The future of tax avoidance
HM Treasury this week published its report on whether a general anti-avoidance rule (“GAAR”) should be introduced into the UK tax system (the “Report”). The Report, written by a committee chaired by Graham Aaronson QC, concluded that a GAAR would benefit the UK tax system, provided it was limited in its scope.
It is hard to argue with the tone and conclusions reached by Aaronson. He recommends a moderate rule targeted solely at purely abusive arrangements and is unequivocal that the GAAR should not be broad enough to deter or counteract what he calls the centre ground of sensible and responsible tax planning; with the onus of proving that any planning was not reasonable falling on HMRC. Aaronson’s proposed GAAR would look to identify and counteract tax planning with abnormal features specifically designed to achieve a tax advantageous result.
On the basis that reasonable tax planning would not be targeted by the GAAR, the Report reasons, it should not be necessary for a comprehensive system of clearances (and the burden that they would place on HMRC’s resources).
The Report optimistically claims that, if introduced, the GAAR should ultimately lead to the simplification of the UK tax system, reducing the need for the mass provisions of specifically targeted anti-avoidance provisions that currently exist. These, as Aaronson accurately states, create serious traps for tax payers to fall into, even when they carry out transactions to which such provisions were not intended to apply.
However, it is still unclear how any GAAR would be implemented in practice without providing the certainty that comes from a pre-transaction clearance regime. While Aaronson clearly envisages the extreme contrasting positions of the centre ground and the egregious tax avoidance schemes that the GAAR is intended to defeat, it does not appear to deal adequately with planning that might fall somewhere between the two and it is interesting to speculate how this gap might be filled.
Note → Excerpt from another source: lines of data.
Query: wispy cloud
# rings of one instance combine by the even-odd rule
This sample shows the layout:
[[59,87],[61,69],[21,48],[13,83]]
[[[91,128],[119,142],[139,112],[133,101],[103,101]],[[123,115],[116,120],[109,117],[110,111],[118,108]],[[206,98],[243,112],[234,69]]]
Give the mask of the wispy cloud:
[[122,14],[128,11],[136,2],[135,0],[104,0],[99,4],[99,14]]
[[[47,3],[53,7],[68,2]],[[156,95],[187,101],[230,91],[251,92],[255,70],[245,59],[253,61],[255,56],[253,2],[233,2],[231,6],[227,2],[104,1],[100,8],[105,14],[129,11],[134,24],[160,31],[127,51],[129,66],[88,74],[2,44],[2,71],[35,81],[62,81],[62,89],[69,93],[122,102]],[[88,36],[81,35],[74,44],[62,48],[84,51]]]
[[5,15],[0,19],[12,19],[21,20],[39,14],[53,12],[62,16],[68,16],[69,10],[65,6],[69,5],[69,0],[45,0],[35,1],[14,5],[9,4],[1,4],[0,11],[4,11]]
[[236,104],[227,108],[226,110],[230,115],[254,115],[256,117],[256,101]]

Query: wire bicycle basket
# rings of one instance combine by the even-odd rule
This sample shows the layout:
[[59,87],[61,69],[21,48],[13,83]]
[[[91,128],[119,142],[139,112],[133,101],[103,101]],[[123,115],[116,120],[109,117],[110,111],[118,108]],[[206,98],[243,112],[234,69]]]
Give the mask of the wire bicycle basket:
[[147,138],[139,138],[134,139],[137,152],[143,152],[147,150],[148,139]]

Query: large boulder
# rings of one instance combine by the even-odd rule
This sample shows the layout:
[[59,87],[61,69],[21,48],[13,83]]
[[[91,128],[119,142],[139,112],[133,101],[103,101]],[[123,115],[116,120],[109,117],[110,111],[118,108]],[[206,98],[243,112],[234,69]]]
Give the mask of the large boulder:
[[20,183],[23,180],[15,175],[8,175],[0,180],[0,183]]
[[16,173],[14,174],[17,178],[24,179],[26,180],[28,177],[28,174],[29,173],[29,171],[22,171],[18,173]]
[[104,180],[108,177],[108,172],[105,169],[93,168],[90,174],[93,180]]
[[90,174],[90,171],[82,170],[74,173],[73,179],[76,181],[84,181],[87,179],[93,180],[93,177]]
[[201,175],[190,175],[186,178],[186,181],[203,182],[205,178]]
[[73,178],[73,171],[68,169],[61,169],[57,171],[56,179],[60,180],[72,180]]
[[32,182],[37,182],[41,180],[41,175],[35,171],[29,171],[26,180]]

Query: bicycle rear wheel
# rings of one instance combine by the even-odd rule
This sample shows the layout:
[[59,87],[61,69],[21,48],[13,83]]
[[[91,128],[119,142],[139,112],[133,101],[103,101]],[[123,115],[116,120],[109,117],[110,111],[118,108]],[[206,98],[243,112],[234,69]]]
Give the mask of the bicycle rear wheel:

The Report suggests that some certainty may be provided by the establishment of an advisory panel, independent from HMRC, which, it claims, could provide a quick and cost-effective way of helping tax-payers and HMRC identify the location of the outer-limit of this centre ground. The conclusions reached by this advisory panel could be published, offering a body of guidance helpful in determining where the line falls between acceptable and unacceptable tax planning. However, given that the Report suggests that the findings of the advisory panel will not be binding on the tax payer or HMRC, will its decisions really provide adequate piece of mind for the tax payer?
While the Report recommends that where there is any reasonable doubt as to which side of the line any arrangement falls on, then that doubt is to be resolved in favour of the tax payer, taxpayers are likely to be cautious to make assumptions as to how any GAAR will be applied, particularly in the earlier years of its implementation.
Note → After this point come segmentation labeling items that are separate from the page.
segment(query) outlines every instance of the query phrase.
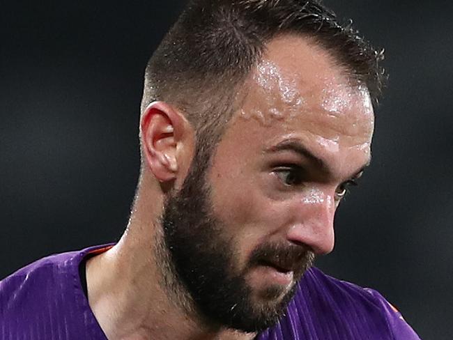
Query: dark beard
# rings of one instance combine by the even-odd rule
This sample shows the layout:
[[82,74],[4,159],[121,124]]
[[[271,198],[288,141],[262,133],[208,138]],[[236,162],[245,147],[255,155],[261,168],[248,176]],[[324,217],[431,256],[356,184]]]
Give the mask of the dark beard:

The biggest test for taxpayers, therefore, will be in achieving the certainty that they require as to tax treatment of any given transaction, prior to putting it into effect. Whether tax payers turn to professional advice, opinions of tax Counsel or the tax insurance market to provide comfort is yet to be seen, but it certainly appears that, in the short term at least, this may represent a necessary additional cost for the prudent taxpayer.
The Government plans to respond fully to the Report as part of the Budget 2012.